# Woburn PD



## mctb22 (Nov 28, 2007)

Hi guys, wondering if Woburn PD has any plans to hire soon and how many reserve officers are waiting to go permanent. Thanks for info.


----------



## 263FPD (Oct 29, 2004)

I really think that you would do better by calling them directly.


----------



## Tuna (Jun 1, 2006)

Or call CMPSA (look em up on the internet) they have all the stats on every Dept. in Ma. Plus I think they're looking.


----------



## MTA2010 (Jun 3, 2010)

mctb22

I spoke to a woburn police officer a few weeks ago. According to her, there is about a 5 year waiting list to get on right now. She also mentioned that they might not be offering a civil service exam in the spring of 2011. However, this is not 100% certain. Her best advice was to apply at larger departments such as cambridge, boston, lowell, etc.


----------



## redemption05 (Nov 11, 2005)

Woburn just sent out cards to everyone on the layoff list. They are hiring 1 permanent officer.


----------



## 263FPD (Oct 29, 2004)

> According to her, there is about a 5 year waiting list to get on right now.


That comment makes no sense. How can there be a five year waiting list, when the Civil Service list lasts only two years. Sounds like your source is grossly uninformed.


----------



## HuskyH-2 (Nov 16, 2008)

263FPD said:


> That comment makes no sense. How can there be a five year waiting list, when the Civil Service list lasts only two years. Sounds like your source is grossly uninformed.

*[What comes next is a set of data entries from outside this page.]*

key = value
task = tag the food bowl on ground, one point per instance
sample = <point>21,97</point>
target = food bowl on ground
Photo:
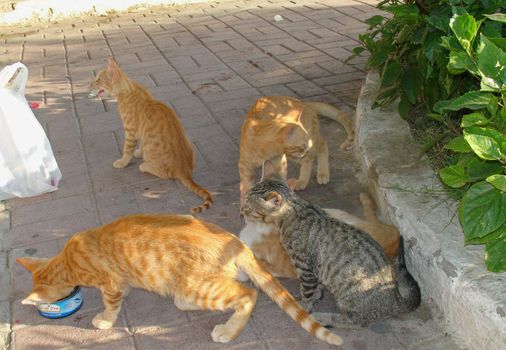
<point>63,307</point>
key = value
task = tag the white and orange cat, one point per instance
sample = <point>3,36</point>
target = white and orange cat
<point>173,255</point>
<point>282,125</point>
<point>163,144</point>
<point>264,240</point>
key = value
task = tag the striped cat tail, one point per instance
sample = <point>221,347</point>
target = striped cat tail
<point>337,115</point>
<point>248,264</point>
<point>413,299</point>
<point>199,191</point>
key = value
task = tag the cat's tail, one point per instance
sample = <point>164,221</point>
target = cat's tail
<point>413,299</point>
<point>199,191</point>
<point>339,116</point>
<point>248,264</point>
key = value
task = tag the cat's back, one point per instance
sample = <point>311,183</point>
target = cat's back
<point>170,231</point>
<point>336,243</point>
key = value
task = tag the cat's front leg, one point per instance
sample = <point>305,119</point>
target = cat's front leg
<point>128,150</point>
<point>308,289</point>
<point>112,302</point>
<point>138,151</point>
<point>323,173</point>
<point>305,173</point>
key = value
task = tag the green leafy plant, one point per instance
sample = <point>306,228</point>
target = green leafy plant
<point>480,166</point>
<point>446,60</point>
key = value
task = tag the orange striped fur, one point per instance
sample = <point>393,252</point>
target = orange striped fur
<point>163,144</point>
<point>194,261</point>
<point>282,125</point>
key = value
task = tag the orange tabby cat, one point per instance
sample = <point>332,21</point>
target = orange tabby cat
<point>194,261</point>
<point>278,125</point>
<point>163,144</point>
<point>264,239</point>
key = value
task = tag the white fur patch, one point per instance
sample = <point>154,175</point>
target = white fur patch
<point>253,232</point>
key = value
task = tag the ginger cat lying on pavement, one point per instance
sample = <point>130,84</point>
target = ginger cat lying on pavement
<point>194,261</point>
<point>282,125</point>
<point>264,241</point>
<point>163,144</point>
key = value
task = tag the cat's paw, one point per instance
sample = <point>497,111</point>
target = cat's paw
<point>138,153</point>
<point>323,179</point>
<point>242,277</point>
<point>307,305</point>
<point>101,323</point>
<point>120,163</point>
<point>301,185</point>
<point>222,334</point>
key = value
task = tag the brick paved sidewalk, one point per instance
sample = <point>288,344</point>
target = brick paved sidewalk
<point>209,62</point>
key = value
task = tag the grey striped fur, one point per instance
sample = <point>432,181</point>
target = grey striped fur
<point>329,253</point>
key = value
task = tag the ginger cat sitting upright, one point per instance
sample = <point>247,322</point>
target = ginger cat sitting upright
<point>163,144</point>
<point>282,125</point>
<point>173,255</point>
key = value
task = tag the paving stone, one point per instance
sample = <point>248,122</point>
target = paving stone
<point>209,62</point>
<point>196,335</point>
<point>54,228</point>
<point>72,332</point>
<point>146,310</point>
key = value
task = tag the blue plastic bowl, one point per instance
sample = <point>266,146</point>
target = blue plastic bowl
<point>63,307</point>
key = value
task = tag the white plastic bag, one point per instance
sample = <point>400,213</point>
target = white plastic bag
<point>27,163</point>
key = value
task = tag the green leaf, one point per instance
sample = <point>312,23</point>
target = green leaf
<point>471,100</point>
<point>391,73</point>
<point>358,50</point>
<point>478,169</point>
<point>491,29</point>
<point>453,176</point>
<point>379,56</point>
<point>430,45</point>
<point>499,42</point>
<point>465,28</point>
<point>404,107</point>
<point>474,119</point>
<point>450,43</point>
<point>495,259</point>
<point>374,20</point>
<point>436,116</point>
<point>491,63</point>
<point>482,210</point>
<point>405,14</point>
<point>460,62</point>
<point>458,144</point>
<point>484,146</point>
<point>439,21</point>
<point>441,105</point>
<point>493,236</point>
<point>498,181</point>
<point>492,106</point>
<point>500,17</point>
<point>411,84</point>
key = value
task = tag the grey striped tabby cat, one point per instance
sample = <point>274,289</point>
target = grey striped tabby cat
<point>332,254</point>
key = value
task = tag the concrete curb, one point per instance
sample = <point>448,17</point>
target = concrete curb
<point>5,277</point>
<point>49,10</point>
<point>409,194</point>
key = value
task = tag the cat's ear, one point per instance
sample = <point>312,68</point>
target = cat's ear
<point>288,131</point>
<point>31,264</point>
<point>268,169</point>
<point>274,198</point>
<point>295,113</point>
<point>292,183</point>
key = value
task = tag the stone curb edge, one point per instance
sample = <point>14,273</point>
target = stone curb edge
<point>5,277</point>
<point>410,195</point>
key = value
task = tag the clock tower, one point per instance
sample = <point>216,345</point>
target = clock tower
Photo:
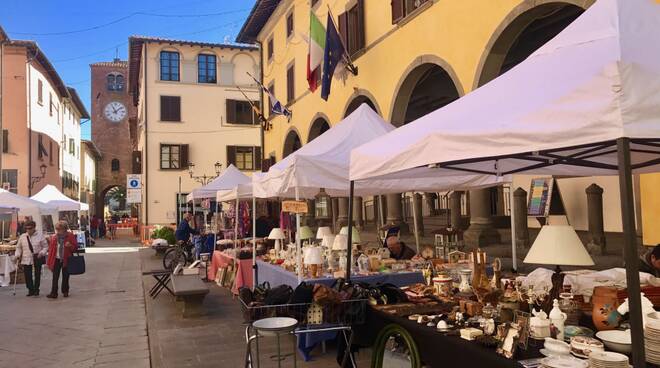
<point>111,110</point>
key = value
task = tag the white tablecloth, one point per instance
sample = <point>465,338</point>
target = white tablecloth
<point>6,268</point>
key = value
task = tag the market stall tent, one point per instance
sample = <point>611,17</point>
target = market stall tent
<point>586,103</point>
<point>229,179</point>
<point>51,196</point>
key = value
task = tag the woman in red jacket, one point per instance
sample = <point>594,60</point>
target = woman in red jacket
<point>60,247</point>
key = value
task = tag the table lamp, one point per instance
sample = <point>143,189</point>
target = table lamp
<point>558,245</point>
<point>356,234</point>
<point>313,258</point>
<point>322,232</point>
<point>278,235</point>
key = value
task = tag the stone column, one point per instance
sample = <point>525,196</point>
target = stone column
<point>481,232</point>
<point>595,216</point>
<point>520,211</point>
<point>357,213</point>
<point>455,209</point>
<point>342,215</point>
<point>418,210</point>
<point>395,213</point>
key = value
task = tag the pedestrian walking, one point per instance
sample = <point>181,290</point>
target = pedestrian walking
<point>31,253</point>
<point>60,248</point>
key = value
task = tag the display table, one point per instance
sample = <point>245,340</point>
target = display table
<point>277,275</point>
<point>6,268</point>
<point>436,349</point>
<point>243,269</point>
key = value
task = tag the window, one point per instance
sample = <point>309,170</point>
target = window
<point>289,25</point>
<point>206,69</point>
<point>169,66</point>
<point>290,84</point>
<point>10,180</point>
<point>351,28</point>
<point>170,108</point>
<point>174,156</point>
<point>244,157</point>
<point>403,8</point>
<point>5,141</point>
<point>40,92</point>
<point>241,112</point>
<point>115,82</point>
<point>271,49</point>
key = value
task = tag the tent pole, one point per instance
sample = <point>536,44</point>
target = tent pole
<point>349,242</point>
<point>631,255</point>
<point>415,221</point>
<point>254,240</point>
<point>298,242</point>
<point>514,250</point>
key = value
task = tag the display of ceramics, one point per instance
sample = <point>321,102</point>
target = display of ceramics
<point>563,361</point>
<point>582,346</point>
<point>606,359</point>
<point>605,303</point>
<point>616,340</point>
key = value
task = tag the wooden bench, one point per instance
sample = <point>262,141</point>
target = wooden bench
<point>190,290</point>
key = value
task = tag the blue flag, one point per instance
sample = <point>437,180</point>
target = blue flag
<point>333,54</point>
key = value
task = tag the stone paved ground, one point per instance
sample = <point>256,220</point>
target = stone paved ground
<point>102,324</point>
<point>214,340</point>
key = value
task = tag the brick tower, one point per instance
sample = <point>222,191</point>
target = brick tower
<point>111,109</point>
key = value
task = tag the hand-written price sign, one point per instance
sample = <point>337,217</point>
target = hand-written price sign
<point>294,206</point>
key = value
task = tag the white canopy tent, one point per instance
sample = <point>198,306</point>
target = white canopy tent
<point>586,103</point>
<point>51,196</point>
<point>229,179</point>
<point>28,207</point>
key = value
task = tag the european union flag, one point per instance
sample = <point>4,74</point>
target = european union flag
<point>332,56</point>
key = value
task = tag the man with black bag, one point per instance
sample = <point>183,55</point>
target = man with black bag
<point>30,252</point>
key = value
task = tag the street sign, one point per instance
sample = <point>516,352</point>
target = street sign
<point>133,195</point>
<point>294,206</point>
<point>133,181</point>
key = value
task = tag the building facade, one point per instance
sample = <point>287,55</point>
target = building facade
<point>111,111</point>
<point>414,57</point>
<point>191,116</point>
<point>37,115</point>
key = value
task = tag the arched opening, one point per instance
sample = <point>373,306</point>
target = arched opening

K.O.!!! Continue? 10....9....8...7.......


----------



## MTA2010 (Jun 3, 2010)

263FPD,

Just going by what she told me. Maybe she meant there have been candidates waiting for several years to get on.


----------



## 263FPD (Oct 29, 2004)

I would hope she meant they have not hired in 5 years. I don't know much about Woburn PD so I can't comment either way. However the waiting list thing makes no sense.


----------



## ecpd402 (Sep 18, 2002)

Woburn have a reserve list. They appoint reserve officers first then appoint the reserve officers to full time when the position becomes available. This infor came from a Woburn officer that I know and a alderman. Hope this helps


----------